恋愛小説ってどこか毛嫌いしていた。年かさがいってからは特にそうで、この範疇に入る小説は、そうだとわかった途端に敬遠してきた。恋愛小説の「要素もある」のなら、別筋があるので構わないのだが、恋愛がメインというのはきついなあというのが、正直なところ。いまさら「好き、嫌い」の話じゃないだろうと。
サガン「ブラームスはお好き」が、作家から恋愛小説に属する作品であることは知っていたが、好きな作曲家であるブラームスが小説にどう絡んでくるのが知りたくて手に取った。読んでみると、それぞれの人物の感情の動きがしっかりと言葉になっていて、世代感が理由かもしれないが、気持ちの流れがつかめた気がしている。いや、結構のめり込んで読んでしまった。読みながら頭の中で映像化されているような感覚。昔見た何かの映画に重ね合わせている部分があるのかもしれない。単純に読み物として優れている、と思った。恋愛云々のジャンルなんて関係ないなと。
ポールは39歳のインテリアデザイナーで離婚歴ありだ。ちなみに映画化の時は、米国映画のためか、ポーラとされていたという。タイトルも「さよならをもう一度」となっていて、イングリッド・バーグマンが演じたという。若くないが美しい女性だ。恋人はロジェ。彼女の恋人という自覚はあるはずだが、部屋に入るときに「ひとり?」と聞くような、相手を束縛しないが、自分の「自由」も認めてというタイプとみた。ポールと同年代の中年男性である。
クライアントの依頼で訪ねた先で出会ったのが25歳の若きシモン。
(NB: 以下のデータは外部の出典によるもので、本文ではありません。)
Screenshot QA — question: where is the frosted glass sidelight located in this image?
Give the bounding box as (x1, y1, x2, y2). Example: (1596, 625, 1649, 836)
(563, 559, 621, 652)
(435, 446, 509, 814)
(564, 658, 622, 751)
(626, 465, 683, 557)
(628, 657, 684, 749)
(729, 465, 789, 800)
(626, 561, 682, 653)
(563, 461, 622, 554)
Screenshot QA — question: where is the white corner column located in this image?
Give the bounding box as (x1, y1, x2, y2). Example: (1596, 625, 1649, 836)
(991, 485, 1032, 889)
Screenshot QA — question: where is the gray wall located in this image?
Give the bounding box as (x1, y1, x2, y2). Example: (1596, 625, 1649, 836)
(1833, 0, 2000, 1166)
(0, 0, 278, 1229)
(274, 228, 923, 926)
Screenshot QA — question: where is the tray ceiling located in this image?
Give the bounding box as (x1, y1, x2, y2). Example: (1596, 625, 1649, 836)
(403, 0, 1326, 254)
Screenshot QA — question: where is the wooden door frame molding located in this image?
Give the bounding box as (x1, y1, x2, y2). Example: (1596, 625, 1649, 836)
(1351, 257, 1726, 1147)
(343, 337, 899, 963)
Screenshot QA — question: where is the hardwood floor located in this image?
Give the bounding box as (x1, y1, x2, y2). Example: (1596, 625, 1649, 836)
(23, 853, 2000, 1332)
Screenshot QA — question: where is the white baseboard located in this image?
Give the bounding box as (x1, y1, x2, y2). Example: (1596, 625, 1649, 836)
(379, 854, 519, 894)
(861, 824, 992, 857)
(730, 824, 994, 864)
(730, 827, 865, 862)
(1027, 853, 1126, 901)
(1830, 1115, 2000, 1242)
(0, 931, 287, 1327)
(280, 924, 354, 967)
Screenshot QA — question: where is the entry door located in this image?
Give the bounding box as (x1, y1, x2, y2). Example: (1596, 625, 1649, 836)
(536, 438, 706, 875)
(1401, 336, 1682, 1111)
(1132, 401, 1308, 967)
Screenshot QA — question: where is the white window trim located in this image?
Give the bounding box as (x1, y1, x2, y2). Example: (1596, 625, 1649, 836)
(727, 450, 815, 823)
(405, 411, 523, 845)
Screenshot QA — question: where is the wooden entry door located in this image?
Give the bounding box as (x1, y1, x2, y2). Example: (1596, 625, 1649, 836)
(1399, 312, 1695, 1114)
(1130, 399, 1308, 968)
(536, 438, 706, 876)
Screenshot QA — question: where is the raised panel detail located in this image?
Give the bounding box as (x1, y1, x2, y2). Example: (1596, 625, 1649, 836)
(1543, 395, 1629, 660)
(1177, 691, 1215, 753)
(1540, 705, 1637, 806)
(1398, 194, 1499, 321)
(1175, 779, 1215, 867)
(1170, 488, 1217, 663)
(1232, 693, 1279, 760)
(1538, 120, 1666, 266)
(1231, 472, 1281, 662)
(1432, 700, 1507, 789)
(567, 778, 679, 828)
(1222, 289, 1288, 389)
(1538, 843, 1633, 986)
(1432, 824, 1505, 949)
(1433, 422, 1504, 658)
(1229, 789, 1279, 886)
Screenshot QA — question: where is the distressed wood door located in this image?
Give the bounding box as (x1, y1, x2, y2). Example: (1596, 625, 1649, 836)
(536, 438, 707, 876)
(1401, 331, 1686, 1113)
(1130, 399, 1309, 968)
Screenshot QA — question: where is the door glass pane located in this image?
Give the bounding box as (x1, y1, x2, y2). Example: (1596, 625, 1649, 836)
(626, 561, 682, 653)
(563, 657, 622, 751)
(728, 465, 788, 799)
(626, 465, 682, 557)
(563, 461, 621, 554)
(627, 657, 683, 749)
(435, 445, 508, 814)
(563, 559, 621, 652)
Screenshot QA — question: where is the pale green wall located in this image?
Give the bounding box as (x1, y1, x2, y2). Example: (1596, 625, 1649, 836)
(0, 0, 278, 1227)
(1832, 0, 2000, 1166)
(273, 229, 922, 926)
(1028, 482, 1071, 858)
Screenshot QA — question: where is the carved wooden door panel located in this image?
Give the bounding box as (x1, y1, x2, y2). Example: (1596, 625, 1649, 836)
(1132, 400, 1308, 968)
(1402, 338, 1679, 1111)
こちらはポールに夢中で、かつ積極的である。ポールの気持ちはロジェにあるが、徐々にシモンに惹かれていく。
さて、タイトルの「ブラームスはお好き」だが、シモンがポール宛てに出したコンサートの誘いの手紙に書かれた言葉である。「ブラームスはお好きですか? きのうは失礼しました」と。非常に古典的な(クラシックな)誘いが、ポールが忘れていた何かを思い出させたようである。ポールはコンサートに行き、出張に行くといいながら別の女性と会っていたロジェに日曜はコンサートに行っていたと告げる。そこで、ロジェも「ブラームスが好き?」と聞いてくる。このコンサートはラジオで生放送されていたのだ。
ロジェはクラシック好きながらワーグナーが好きのようだ。ちなみに、ブラームスとワーグナーは同世代の作曲家で、ブラームスはワーグナーを認めていたが、その逆はなかったという逸話を読んだことがある。別な本で読んだ話だが、サガンはこの話を知っていたのかもしれない。
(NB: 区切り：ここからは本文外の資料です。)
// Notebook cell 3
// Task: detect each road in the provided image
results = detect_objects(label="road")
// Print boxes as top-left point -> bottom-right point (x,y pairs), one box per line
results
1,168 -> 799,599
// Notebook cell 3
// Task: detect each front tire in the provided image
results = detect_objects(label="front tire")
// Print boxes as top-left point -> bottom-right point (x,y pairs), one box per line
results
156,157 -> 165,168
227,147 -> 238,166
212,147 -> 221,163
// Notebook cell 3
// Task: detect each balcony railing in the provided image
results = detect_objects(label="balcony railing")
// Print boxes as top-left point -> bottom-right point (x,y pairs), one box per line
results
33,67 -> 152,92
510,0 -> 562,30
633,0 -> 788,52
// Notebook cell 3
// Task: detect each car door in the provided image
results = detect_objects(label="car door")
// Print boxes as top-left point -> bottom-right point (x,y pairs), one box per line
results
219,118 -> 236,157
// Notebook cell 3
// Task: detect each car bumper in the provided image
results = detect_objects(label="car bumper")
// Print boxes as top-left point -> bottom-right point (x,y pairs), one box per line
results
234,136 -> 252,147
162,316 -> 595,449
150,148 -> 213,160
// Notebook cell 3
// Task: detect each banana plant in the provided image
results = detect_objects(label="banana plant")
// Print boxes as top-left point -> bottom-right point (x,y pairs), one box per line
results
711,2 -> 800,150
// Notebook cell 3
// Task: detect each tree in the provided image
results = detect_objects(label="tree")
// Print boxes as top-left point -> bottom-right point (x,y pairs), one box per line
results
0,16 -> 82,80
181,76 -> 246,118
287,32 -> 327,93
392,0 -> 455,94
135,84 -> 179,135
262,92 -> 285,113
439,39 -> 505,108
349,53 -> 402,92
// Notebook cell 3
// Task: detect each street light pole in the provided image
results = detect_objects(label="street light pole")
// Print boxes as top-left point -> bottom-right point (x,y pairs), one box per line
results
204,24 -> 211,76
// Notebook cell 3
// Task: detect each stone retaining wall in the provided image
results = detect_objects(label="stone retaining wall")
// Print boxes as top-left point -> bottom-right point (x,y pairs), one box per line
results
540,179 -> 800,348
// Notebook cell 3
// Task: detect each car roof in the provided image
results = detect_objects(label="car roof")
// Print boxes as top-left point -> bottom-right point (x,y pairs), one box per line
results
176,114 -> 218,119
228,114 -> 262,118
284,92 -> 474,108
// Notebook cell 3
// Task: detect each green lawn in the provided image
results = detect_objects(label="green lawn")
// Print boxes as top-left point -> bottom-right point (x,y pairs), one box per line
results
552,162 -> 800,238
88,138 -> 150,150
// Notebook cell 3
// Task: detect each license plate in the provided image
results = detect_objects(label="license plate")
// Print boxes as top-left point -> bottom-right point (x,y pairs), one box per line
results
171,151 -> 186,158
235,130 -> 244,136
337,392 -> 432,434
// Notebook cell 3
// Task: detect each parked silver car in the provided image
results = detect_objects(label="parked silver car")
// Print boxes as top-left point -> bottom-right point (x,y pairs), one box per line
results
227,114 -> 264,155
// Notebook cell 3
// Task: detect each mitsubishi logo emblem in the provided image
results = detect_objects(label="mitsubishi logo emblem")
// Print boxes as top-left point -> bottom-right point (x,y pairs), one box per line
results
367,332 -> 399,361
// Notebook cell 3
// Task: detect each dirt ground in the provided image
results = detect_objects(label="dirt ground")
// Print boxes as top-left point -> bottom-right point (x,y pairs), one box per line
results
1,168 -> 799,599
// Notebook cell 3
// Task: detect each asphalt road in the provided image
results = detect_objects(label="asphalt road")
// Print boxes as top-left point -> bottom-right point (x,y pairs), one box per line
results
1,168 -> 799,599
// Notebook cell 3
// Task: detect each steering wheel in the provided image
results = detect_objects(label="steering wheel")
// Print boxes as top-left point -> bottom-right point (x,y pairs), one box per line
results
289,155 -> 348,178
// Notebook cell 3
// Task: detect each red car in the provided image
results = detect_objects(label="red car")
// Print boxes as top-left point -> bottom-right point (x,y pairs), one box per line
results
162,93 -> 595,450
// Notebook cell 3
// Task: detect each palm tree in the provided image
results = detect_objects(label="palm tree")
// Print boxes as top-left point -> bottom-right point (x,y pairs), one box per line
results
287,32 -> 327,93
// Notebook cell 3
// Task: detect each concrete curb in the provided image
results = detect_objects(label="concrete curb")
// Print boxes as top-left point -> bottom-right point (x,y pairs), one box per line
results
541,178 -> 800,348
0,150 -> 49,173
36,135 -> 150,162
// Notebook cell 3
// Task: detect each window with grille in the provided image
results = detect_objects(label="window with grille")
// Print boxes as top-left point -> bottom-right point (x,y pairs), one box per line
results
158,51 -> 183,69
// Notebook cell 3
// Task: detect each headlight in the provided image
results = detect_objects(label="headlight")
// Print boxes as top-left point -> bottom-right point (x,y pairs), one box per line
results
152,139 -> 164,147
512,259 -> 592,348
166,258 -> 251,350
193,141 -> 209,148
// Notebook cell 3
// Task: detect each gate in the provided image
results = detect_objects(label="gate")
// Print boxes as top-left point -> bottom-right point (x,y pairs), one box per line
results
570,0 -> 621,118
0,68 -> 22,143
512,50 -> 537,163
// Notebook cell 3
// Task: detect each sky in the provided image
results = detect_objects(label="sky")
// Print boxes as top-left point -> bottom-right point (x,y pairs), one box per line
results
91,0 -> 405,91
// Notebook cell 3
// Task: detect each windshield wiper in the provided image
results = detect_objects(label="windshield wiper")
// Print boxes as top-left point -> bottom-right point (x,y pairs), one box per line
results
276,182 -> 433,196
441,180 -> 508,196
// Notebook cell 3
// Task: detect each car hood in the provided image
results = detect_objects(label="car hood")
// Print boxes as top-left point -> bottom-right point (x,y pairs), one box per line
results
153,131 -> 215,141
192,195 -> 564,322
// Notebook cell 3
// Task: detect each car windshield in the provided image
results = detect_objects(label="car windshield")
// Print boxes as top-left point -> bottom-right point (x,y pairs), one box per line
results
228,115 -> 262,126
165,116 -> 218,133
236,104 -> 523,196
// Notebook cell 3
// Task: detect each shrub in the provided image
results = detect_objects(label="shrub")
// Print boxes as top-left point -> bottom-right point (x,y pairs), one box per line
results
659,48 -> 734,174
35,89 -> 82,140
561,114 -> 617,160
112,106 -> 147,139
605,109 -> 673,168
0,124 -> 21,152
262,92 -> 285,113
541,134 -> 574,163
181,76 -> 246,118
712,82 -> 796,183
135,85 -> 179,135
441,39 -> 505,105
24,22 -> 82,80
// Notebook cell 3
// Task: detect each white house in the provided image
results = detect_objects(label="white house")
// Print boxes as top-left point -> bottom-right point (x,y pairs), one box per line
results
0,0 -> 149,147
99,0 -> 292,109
翻訳者の河野万里子さんの解説によると、フランス人はそれほどブラームスを好きじゃないそうだ。フランス映画(パトリス・ルコント監督「仕立屋の恋」)がきっかけでブラームスを聴くようになった自分としてはちょっと残念は話だが、ブラームスのおかげでこの本を読んだのだから、良しとしよう。